We’ve been talking about data recently at the Analytic Hospitality Executive. I’ve advocated to use whatever data you have, big or small, to get started today on analytic initiatives that will help you avoid big data paralysis. In this blog, I’m going to get a bit more technical than usual because I have recently been learning about some innovations in data management that I believe will dramatically change the game for analytic hospitality executives. I think it’s important that business users have a high level understanding of these issues so you can help your IT departments to put the right data management infrastructure in place.
Regardless of the size of the data, one of the biggest challenges in hospitality has always been that disparate systems collect and manage all of the wide variety of data that we need to gain insights about our business. These systems speak different languages and collect data in different ways and in different formats. In order to effectively analyze data from disparate systems, the data needs to be integrated (meaning combined to form one, unified, view). This involves extracting data from source systems, transforming that data (transposing columns, standardizing values), and loading it into a data storage area. This process is known as ETL (extraction, transformation, loading). It involves detailed knowledge of where all the data is, an extensive amount of coding, and needs to be changed every time an upgrade to a system is made or a system is added or replaced.
Many companies invest in a data warehouse to integrate and store data from disparate operational systems. The benefits of data warehouses are:
- All of your data in one place – the data warehouse integrates data from the disparate systems into one location according to a pre-defined schema.
- Speed - data warehouses are very good at quickly extracting, transforming and loading (ETL) data from the transactional system and can quickly render reports on historical data
- Reduces the processing burden on operating systems – instead of hitting the transaction system directly when you need data, you make the request from the EDW. The data is pulled from the transaction system at some scheduled interval, so it can focus its energy on executing transactions instead of delivering data.
However, data warehouses also have their drawbacks.
- Relatively inflexible:
- They have a fixed data schema, so any new data or changes to data collection in source systems needs to be recoded.
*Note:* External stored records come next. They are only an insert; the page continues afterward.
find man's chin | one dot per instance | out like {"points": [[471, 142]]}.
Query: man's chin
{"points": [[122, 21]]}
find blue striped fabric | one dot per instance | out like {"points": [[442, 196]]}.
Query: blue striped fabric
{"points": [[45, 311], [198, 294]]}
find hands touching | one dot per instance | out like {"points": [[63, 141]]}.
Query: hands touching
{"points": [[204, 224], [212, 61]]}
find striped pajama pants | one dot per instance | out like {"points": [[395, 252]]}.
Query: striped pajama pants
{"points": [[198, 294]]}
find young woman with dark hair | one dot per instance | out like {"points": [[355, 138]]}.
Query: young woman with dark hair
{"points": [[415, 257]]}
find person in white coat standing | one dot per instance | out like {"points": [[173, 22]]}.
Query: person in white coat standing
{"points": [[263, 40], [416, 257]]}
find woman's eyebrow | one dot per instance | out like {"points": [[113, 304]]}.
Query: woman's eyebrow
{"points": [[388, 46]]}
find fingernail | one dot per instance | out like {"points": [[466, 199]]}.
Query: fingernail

- They are optimized for reporting but not necessarily for analytics. Analytics typically require wide tables (a lot of different information about one entity for predictive purposes). Reporting requires long tables (many instances of total sales by period). Analytical resources need to write code to restructure data in formats that are appropriate for analytics and probably store the results somewhere as well.
- Batch processing: the ETL processes for a data warehouse typically operate in batch (all data transferred at once with less frequency, say once a day or once an hour). This means that data in the data warehouse is only updated periodically.
- Processing intensive: The ETL processes can also be very processing intensive. Large amounts of data are moved around, and transformations can be extensive depending on how diverse data formats are and how “dirty” the data is.
This inflexibility means that adding data or creating new views, tables or analyses requires a lot of coding, which breaks every time something new is added to the system (and we never add new technology or new data to the hospitality infrastructure, right?). This is time and resource intensive. Processing takes time, slowing down access, increasing time to results and consuming computing resources that could be used for analytics or reporting.
Enter data federation. Data federation is a data management mechanism that treats autonomous data stores as one large data store. The rules for how the data relate to each other are kept in the federation layer, and data integration is done “on the fly”. This means that data is stored in its original format in the individual systems and then only integrated when the user wants to access it. It can also mean that the data is available in “real-time” – whatever the source system is holding currently is available, rather than waiting for the batch to run.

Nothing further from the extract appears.